I’ve only recently looked at making changes to the scheduler, but it seems to me there is widespread agreement among committers that it is very error prone. For example, consider Andrew Or’s plea in SPARK-8987 which starts with:

DAGScheduler is one of the most monstrous piece of code in Spark.

Other recent examples of similar sentiments are in this dicussion on backporting SPARK-8103 or confusion in the earlier versions of SPARK-5945, SPARK-7308, and SPARK-8103. Even this seemingly innocuous three line change inadvertently introduced SPARK-9809 (its really lucky that somebody stumbled on that before the release).

I’ve been working on issues related to fault-tolerance, primarily SPARK-8103 & SPARK-8029, which came from real customer escalations. Those took me a long time to wrap my head around, after painfully trying to make sense of user logs, create a reproduction, propose a fix, convince others there really was something wrong, and get lots of help to make the right fix.

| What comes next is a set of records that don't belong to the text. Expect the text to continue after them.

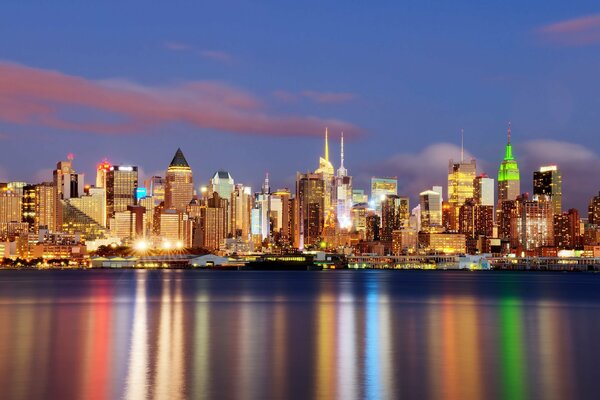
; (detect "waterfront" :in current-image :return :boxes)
[0,270,600,399]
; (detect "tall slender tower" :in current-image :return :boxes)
[165,149,194,212]
[498,122,521,205]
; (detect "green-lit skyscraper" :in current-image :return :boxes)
[498,122,521,206]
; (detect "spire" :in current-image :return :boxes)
[460,129,465,163]
[340,132,344,168]
[504,121,514,160]
[263,172,271,194]
[169,148,190,168]
[338,132,348,176]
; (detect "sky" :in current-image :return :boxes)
[0,0,600,211]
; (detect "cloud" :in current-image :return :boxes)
[358,143,486,200]
[301,90,357,104]
[537,14,600,46]
[198,50,233,63]
[163,42,234,64]
[0,62,358,136]
[164,42,191,51]
[518,139,600,211]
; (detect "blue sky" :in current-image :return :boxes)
[0,1,600,211]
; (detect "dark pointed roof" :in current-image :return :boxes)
[169,149,190,168]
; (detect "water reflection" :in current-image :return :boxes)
[0,271,600,400]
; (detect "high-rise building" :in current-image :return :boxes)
[498,122,521,203]
[144,176,165,207]
[510,193,554,250]
[96,160,111,188]
[195,191,229,250]
[473,174,496,206]
[35,182,56,233]
[554,208,582,249]
[419,190,442,232]
[533,165,562,214]
[380,195,410,242]
[335,132,353,229]
[0,189,23,223]
[229,184,252,242]
[106,165,138,223]
[371,177,398,211]
[165,149,193,212]
[294,173,325,249]
[588,193,600,225]
[448,159,477,231]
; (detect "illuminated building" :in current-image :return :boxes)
[0,189,23,223]
[96,160,111,188]
[498,122,521,208]
[554,208,582,249]
[588,193,600,225]
[21,185,37,232]
[335,132,353,229]
[35,182,56,233]
[165,149,194,212]
[106,165,138,223]
[138,196,156,235]
[110,206,147,241]
[294,173,325,249]
[392,228,418,256]
[381,195,410,242]
[194,191,229,250]
[314,128,337,237]
[61,188,106,240]
[208,171,234,201]
[533,165,562,214]
[230,184,252,242]
[365,212,381,242]
[352,189,369,205]
[473,174,495,207]
[370,177,398,211]
[160,208,191,250]
[144,176,165,207]
[419,190,442,231]
[351,203,367,239]
[251,173,272,242]
[419,232,467,254]
[510,193,554,250]
[448,159,477,231]
[271,188,294,248]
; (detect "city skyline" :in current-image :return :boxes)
[0,2,600,209]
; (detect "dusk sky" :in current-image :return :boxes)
[0,0,600,211]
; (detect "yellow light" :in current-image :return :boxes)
[133,240,148,251]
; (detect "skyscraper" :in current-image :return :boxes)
[448,159,477,230]
[380,195,410,242]
[588,193,600,225]
[371,177,398,211]
[533,165,562,214]
[294,173,325,249]
[106,165,138,223]
[498,122,521,203]
[165,149,194,212]
[335,132,352,229]
[473,174,495,206]
[419,190,442,232]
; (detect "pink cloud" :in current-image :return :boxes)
[538,14,600,46]
[0,62,357,136]
[198,50,233,63]
[301,90,357,104]
[164,42,191,51]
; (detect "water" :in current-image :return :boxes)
[0,270,600,400]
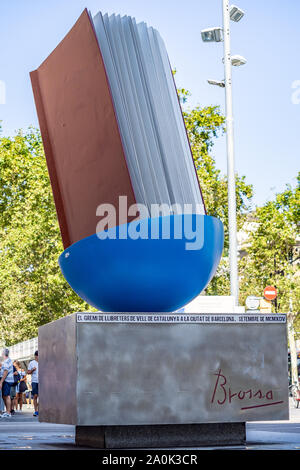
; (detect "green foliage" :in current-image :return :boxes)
[178,90,253,295]
[0,130,94,345]
[0,83,300,345]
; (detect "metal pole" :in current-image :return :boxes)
[223,0,239,305]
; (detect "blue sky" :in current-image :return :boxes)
[0,0,300,204]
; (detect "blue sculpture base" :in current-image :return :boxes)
[59,214,224,312]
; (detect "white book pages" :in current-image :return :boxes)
[94,13,205,213]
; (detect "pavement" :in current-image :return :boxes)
[0,402,300,450]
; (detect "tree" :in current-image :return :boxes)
[0,130,90,345]
[178,88,253,295]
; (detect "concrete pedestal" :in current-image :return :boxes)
[39,313,288,448]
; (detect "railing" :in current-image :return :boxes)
[8,337,38,361]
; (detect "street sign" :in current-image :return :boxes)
[246,295,259,310]
[264,286,277,300]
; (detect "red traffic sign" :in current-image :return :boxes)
[264,286,277,300]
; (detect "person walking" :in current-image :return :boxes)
[27,351,39,416]
[0,348,14,418]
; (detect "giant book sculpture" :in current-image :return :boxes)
[31,10,223,311]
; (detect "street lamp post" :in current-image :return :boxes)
[201,0,246,305]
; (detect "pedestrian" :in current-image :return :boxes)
[0,348,14,418]
[27,351,39,416]
[15,361,27,411]
[0,362,5,414]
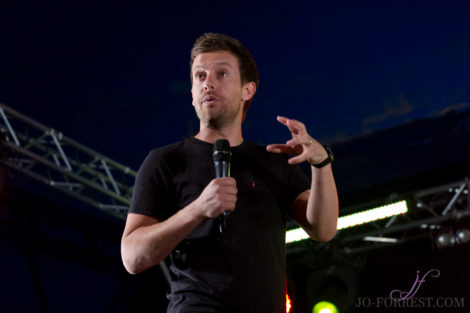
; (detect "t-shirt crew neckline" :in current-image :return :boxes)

I did a bit of fault-injection testing as well, and things seemed to pass consistently after my fixes, so I was hoping that would be the end of the story. But then I dug through some existing jiras, and found SPARK-5259. I couldn't believe it had been open since January! A community member had discovered it and even very clearly described exactly how it happened, but still we haven't fixed it. We're about to release spark 1.5 with it still broken, which means that's at least 3 releases where fault tolerance is knowingly broken. I find that embarrassing.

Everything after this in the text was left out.